Statistical analysis

Continuous data are presented as mean ± standard deviation (SD) or median and interquartile range (IQR) according to normal distribution. Normal distribution was assessed by histograms. Categorical variables are presented as absolute numbers and proportion in percentages. Baseline characteristics were compared among equally-numbered AVPD- or GLS-tertiles with analysis of variance (ANOVA) and with least significant difference post-hoc tests. Differences between two groups were tested with Student’s t test for continuous variables and Chi-square test for categorical values. Intra, and interobserver variability for AVPD and GLS was tested in a subset of 43 patients with bias ± SD according to Bland and Altman47. Intra class correlation with a two-way-random-model was used to assess inter, and intra-observer reliability of the AVPD and GLS measurements.
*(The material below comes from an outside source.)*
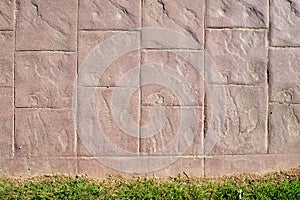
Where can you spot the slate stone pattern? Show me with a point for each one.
(255, 45)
Cumulative survival probability curves for CV death were assessed using Kaplan–Meier plots. The log-rank test was used for the 5-year follow-up. Cox regression modeling was used for calculation of hazard ratios (HR) of CV and all-cause death. HR are presented with 95% confidence intervals (95% CI). A priori defined well-known clinical risk factors for CV death [age, sex, BMI, etiology of decreased EF, presence of LGE, EF, end-diastolic volume indexed to body surface area (EDVi)] and with < 5% missing values were included in a multivariate Cox regression analysis. Multicollinearity between variables was assessed with Pearson’s linear regression coefficient with a cut-off value for inclusion chosen as < 0.848. Schoenfeldt residuals plotted against time was used to assess proportional hazards. For the multivariate Cox regressions, a conditional backwards elimination strategy was performed, and a variable was included when p ≤ 0.10. Final predictive models with AVPD and GLS were compared with nested models including the aforementioned risk factors with the LR-test.

A p-value < 0.05 was considered significant. Statistical analyses were performed using SPSS v.27.0 (IBM Corporation, Armonk, NY, USA).

Ethics approval and consent to participate

The patients gave informed written consent prior to the CMR examination that their data could be used for research purposes. Patients were able to retract their consent at any time. The patients’ data could also be used in retrospective cardiovascular research studies. This study was approved in 2019 by the Swedish Ethical Review Authority, the Swedish National Board of Health and Welfare in an amendment to the original form without new informed consent and conformed to the principles of the Declaration of Helsinki.